Hugo Grotius’un siyasal düşünceye yapmış olduğu en büyük katkı olarak, egemen devletlerin arasındaki münasebetleri hukuksal bir zeminde ele alarak uluslararası hukuk sistemini geliştirmesinde arandığı görülmektedir. Ancak birey-toplum-devlet üçlüsü arasında meydana gelen özgün ve siyasal düşünceleriyle alakalı olarak ise üzerinde çok durulmadığı görülmektedir (Köker, 2018: 90). Hont’a göre eserlerinde geliştirmiş olduğu düşünceler hem kendi döneminde hem de kendisinden sonra ortaya çıkacak olan siyasal düşüncelerde özellikle Hobbes’un kuramını önceleyen özgün bir yeri bulunmaktadır (Hont’tan akt. Köker, 2018: 90-91).

Grotius’un düşüncelerinin temelini doğal hukuk anlayışını oluşturmaktadır.

Doğal kavramını siyaset felsefesi literatürüne kazandıran ilk isimdir (Sipahi ve Çemrek, 2016: 385). Grotius’un, doğal hukukun babası ya da ilk modern savunucusu olarak anılmasının sebebi ise, teolojik temellere dayanmadan yani seküler biçimde doğal hukuk kavramını yeni bir şekilde ele almasından dolayı kaynaklanmaktadır.

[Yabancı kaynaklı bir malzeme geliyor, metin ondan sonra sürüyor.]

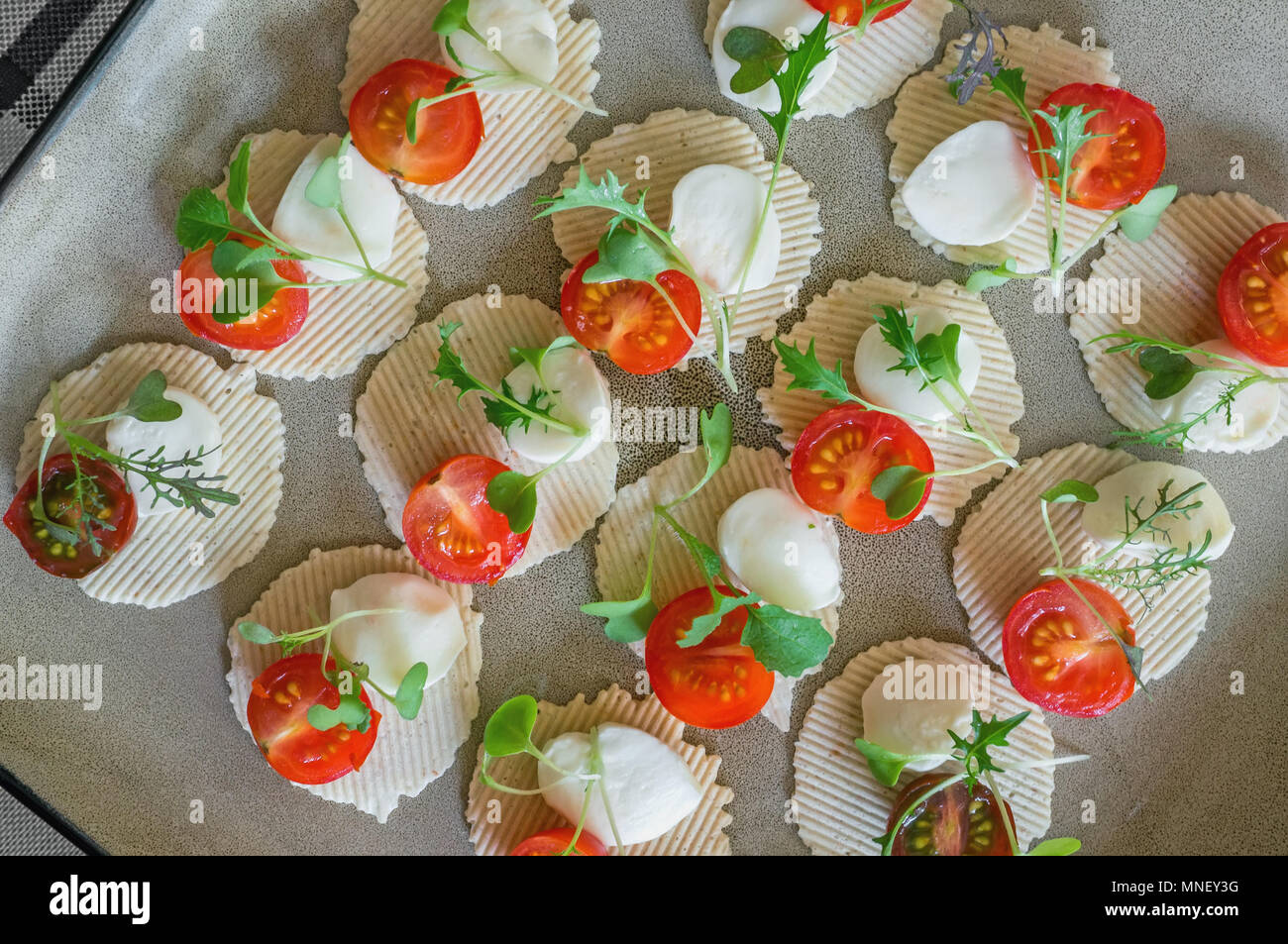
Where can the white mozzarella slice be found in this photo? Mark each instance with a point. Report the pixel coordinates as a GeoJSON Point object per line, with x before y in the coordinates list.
{"type": "Point", "coordinates": [1106, 520]}
{"type": "Point", "coordinates": [369, 198]}
{"type": "Point", "coordinates": [974, 188]}
{"type": "Point", "coordinates": [194, 432]}
{"type": "Point", "coordinates": [578, 394]}
{"type": "Point", "coordinates": [426, 630]}
{"type": "Point", "coordinates": [777, 546]}
{"type": "Point", "coordinates": [786, 20]}
{"type": "Point", "coordinates": [648, 786]}
{"type": "Point", "coordinates": [893, 389]}
{"type": "Point", "coordinates": [713, 215]}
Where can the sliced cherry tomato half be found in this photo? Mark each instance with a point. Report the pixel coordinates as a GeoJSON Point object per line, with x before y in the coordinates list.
{"type": "Point", "coordinates": [273, 325]}
{"type": "Point", "coordinates": [631, 321]}
{"type": "Point", "coordinates": [106, 496]}
{"type": "Point", "coordinates": [555, 841]}
{"type": "Point", "coordinates": [1116, 170]}
{"type": "Point", "coordinates": [713, 684]}
{"type": "Point", "coordinates": [1252, 296]}
{"type": "Point", "coordinates": [277, 712]}
{"type": "Point", "coordinates": [452, 531]}
{"type": "Point", "coordinates": [1061, 657]}
{"type": "Point", "coordinates": [951, 822]}
{"type": "Point", "coordinates": [447, 133]}
{"type": "Point", "coordinates": [838, 455]}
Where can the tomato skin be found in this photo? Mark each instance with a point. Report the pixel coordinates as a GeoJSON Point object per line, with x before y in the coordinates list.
{"type": "Point", "coordinates": [271, 326]}
{"type": "Point", "coordinates": [77, 562]}
{"type": "Point", "coordinates": [625, 318]}
{"type": "Point", "coordinates": [452, 531]}
{"type": "Point", "coordinates": [1262, 259]}
{"type": "Point", "coordinates": [863, 445]}
{"type": "Point", "coordinates": [447, 134]}
{"type": "Point", "coordinates": [1108, 172]}
{"type": "Point", "coordinates": [1050, 622]}
{"type": "Point", "coordinates": [277, 710]}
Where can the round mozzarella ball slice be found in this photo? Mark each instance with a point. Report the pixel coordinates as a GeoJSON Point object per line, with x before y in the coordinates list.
{"type": "Point", "coordinates": [428, 629]}
{"type": "Point", "coordinates": [786, 20]}
{"type": "Point", "coordinates": [974, 188]}
{"type": "Point", "coordinates": [1106, 520]}
{"type": "Point", "coordinates": [196, 430]}
{"type": "Point", "coordinates": [715, 210]}
{"type": "Point", "coordinates": [893, 389]}
{"type": "Point", "coordinates": [781, 549]}
{"type": "Point", "coordinates": [576, 393]}
{"type": "Point", "coordinates": [912, 704]}
{"type": "Point", "coordinates": [369, 198]}
{"type": "Point", "coordinates": [523, 31]}
{"type": "Point", "coordinates": [648, 786]}
{"type": "Point", "coordinates": [1250, 416]}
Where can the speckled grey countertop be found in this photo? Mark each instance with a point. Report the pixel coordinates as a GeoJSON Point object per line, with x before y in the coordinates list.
{"type": "Point", "coordinates": [1196, 771]}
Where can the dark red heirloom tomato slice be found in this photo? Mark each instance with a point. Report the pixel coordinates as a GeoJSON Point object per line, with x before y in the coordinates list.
{"type": "Point", "coordinates": [951, 822]}
{"type": "Point", "coordinates": [452, 531]}
{"type": "Point", "coordinates": [1061, 657]}
{"type": "Point", "coordinates": [277, 712]}
{"type": "Point", "coordinates": [111, 501]}
{"type": "Point", "coordinates": [1108, 172]}
{"type": "Point", "coordinates": [273, 325]}
{"type": "Point", "coordinates": [447, 134]}
{"type": "Point", "coordinates": [713, 684]}
{"type": "Point", "coordinates": [1252, 296]}
{"type": "Point", "coordinates": [630, 321]}
{"type": "Point", "coordinates": [554, 841]}
{"type": "Point", "coordinates": [838, 455]}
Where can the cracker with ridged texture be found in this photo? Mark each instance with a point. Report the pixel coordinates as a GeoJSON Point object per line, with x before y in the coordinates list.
{"type": "Point", "coordinates": [406, 425]}
{"type": "Point", "coordinates": [840, 807]}
{"type": "Point", "coordinates": [925, 114]}
{"type": "Point", "coordinates": [523, 133]}
{"type": "Point", "coordinates": [407, 755]}
{"type": "Point", "coordinates": [836, 322]}
{"type": "Point", "coordinates": [699, 833]}
{"type": "Point", "coordinates": [1177, 269]}
{"type": "Point", "coordinates": [1004, 545]}
{"type": "Point", "coordinates": [156, 569]}
{"type": "Point", "coordinates": [677, 142]}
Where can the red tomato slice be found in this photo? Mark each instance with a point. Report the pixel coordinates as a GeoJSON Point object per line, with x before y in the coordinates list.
{"type": "Point", "coordinates": [270, 326]}
{"type": "Point", "coordinates": [630, 321]}
{"type": "Point", "coordinates": [713, 684]}
{"type": "Point", "coordinates": [452, 531]}
{"type": "Point", "coordinates": [1061, 657]}
{"type": "Point", "coordinates": [1252, 296]}
{"type": "Point", "coordinates": [447, 134]}
{"type": "Point", "coordinates": [838, 455]}
{"type": "Point", "coordinates": [116, 514]}
{"type": "Point", "coordinates": [555, 841]}
{"type": "Point", "coordinates": [1108, 172]}
{"type": "Point", "coordinates": [277, 711]}
{"type": "Point", "coordinates": [952, 822]}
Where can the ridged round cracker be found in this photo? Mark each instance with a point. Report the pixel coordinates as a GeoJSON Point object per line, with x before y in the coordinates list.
{"type": "Point", "coordinates": [524, 133]}
{"type": "Point", "coordinates": [498, 822]}
{"type": "Point", "coordinates": [874, 68]}
{"type": "Point", "coordinates": [156, 566]}
{"type": "Point", "coordinates": [623, 537]}
{"type": "Point", "coordinates": [836, 322]}
{"type": "Point", "coordinates": [925, 114]}
{"type": "Point", "coordinates": [407, 755]}
{"type": "Point", "coordinates": [1177, 269]}
{"type": "Point", "coordinates": [1004, 545]}
{"type": "Point", "coordinates": [349, 322]}
{"type": "Point", "coordinates": [675, 142]}
{"type": "Point", "coordinates": [407, 425]}
{"type": "Point", "coordinates": [840, 807]}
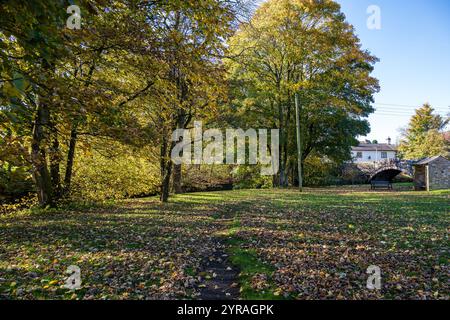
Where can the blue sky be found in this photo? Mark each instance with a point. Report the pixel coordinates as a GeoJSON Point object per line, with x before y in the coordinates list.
{"type": "Point", "coordinates": [413, 46]}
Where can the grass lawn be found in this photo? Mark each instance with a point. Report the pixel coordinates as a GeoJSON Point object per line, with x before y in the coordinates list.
{"type": "Point", "coordinates": [315, 245]}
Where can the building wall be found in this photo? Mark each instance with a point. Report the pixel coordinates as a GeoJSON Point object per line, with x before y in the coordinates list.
{"type": "Point", "coordinates": [439, 171]}
{"type": "Point", "coordinates": [420, 178]}
{"type": "Point", "coordinates": [371, 156]}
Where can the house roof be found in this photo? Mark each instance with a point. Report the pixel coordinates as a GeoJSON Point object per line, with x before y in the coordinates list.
{"type": "Point", "coordinates": [375, 147]}
{"type": "Point", "coordinates": [429, 160]}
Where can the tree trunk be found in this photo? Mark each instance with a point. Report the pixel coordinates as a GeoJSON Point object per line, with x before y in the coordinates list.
{"type": "Point", "coordinates": [55, 160]}
{"type": "Point", "coordinates": [70, 158]}
{"type": "Point", "coordinates": [41, 174]}
{"type": "Point", "coordinates": [177, 179]}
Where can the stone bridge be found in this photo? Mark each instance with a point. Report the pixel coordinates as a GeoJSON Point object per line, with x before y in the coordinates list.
{"type": "Point", "coordinates": [388, 170]}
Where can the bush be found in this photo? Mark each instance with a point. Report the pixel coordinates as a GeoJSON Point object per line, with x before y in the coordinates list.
{"type": "Point", "coordinates": [124, 174]}
{"type": "Point", "coordinates": [249, 177]}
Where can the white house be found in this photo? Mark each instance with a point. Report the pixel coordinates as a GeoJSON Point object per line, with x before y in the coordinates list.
{"type": "Point", "coordinates": [374, 152]}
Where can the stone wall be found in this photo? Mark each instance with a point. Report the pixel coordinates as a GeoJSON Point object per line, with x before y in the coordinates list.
{"type": "Point", "coordinates": [439, 171]}
{"type": "Point", "coordinates": [420, 178]}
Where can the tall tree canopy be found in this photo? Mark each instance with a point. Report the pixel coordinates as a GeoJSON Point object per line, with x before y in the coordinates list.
{"type": "Point", "coordinates": [306, 47]}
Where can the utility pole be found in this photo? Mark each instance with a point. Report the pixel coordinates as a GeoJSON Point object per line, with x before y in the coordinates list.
{"type": "Point", "coordinates": [299, 143]}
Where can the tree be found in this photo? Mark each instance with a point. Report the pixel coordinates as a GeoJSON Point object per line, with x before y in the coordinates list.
{"type": "Point", "coordinates": [424, 135]}
{"type": "Point", "coordinates": [303, 47]}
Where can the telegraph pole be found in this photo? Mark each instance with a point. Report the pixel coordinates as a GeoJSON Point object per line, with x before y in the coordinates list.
{"type": "Point", "coordinates": [299, 143]}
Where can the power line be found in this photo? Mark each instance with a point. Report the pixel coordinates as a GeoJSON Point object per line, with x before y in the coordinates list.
{"type": "Point", "coordinates": [410, 106]}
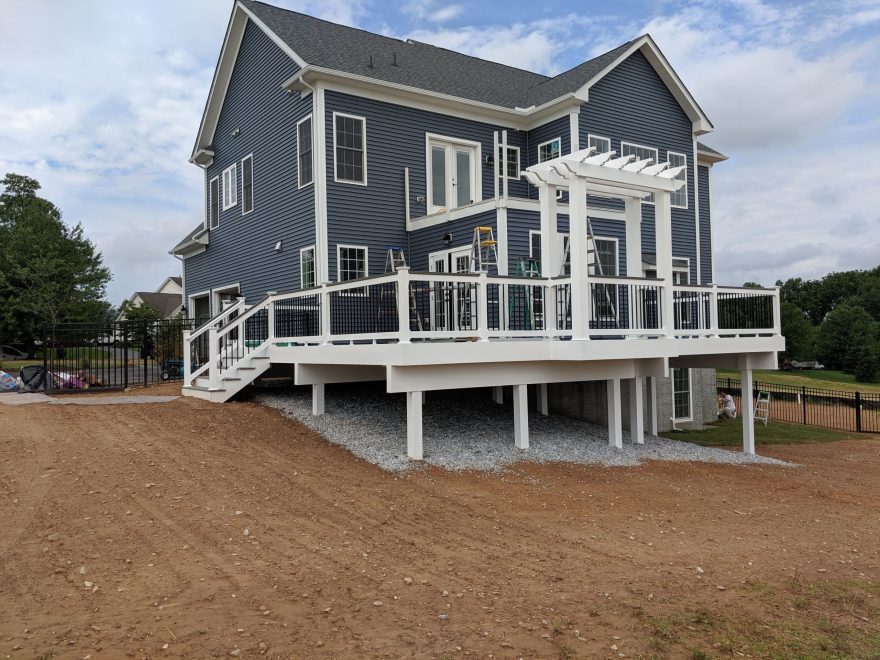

Aklı vurgulayarak her rasyonel insan için erişilebilir ve inanca atıfta bulunmadan bağlayıcı olacağını belirtmektedir. Grotius, bireyde doğuştan olan haklardan bahsetmektedir. Ancak sahip olduğu düşüncelerin özgünlüğü sorgulanmıştır.

Francisco Suarrez’in yenilikçi hamleyi daha öncesinde yapmış olduğunu dile getirilmektedir (Wood, 2016: 150). Suarrez’e göre “Kimsenin doğa yasasını görmezden gelmesi mümkün olamaz ve yaradılışından beri tüm insanlar aslında buna tabidir.” derken çok kararlı olduğu görülmektedir. Daha sonrasında ise Grotius ile asıl ününe kavuşacak olan şu sözleri söylemektedir: “Gerçi böyle olması imkânsızdır ama insan Tanrı’nın yaratısı olmasıydı bile, yine de doğanın yasasını yorumlayabilecekti, zira akılcı bir yaratık olacaktı” (Suarrez’den akt. Skinner, 2016:

238). Grotius’un fikirleri ister yenilikçi olsun isterse de büyük ölçüde Suarrez’in

59 fikirlerinden türetilmiş olsun, ortaya koymuş olduğu düşünceler alışılagelmişin dışında, özgün tarihsel şartlarda, belirli bir teorik gereksinimlere cevap olarak sürüldüğü görülmektedir (Wood, 2016: 150).

Doğal hukuku kanıtlamak için bir şeyin doğal hukuka uygunluğu, ya a priori yani kendinden önceki bir şeye dayandırarak ya da a posteriori yani kendisinden önceki bir şeye dayandırılarak yapılmaktadır. Grotius ise a priori yöntemi kullanmaktadır. Sokrates’e atıfta bulunarak insanın, zoon politikon yani toplumsal hayvan oluşundan hareket ederek, insanların özünde toplum içerisinde yaşama istediğinden bahsederek bu sayede düzen ve barışla birlikte yaşama arzusunu insanın doğasına yerleştirdiği görülmektedir (Ağaoğulları, 2015: 419).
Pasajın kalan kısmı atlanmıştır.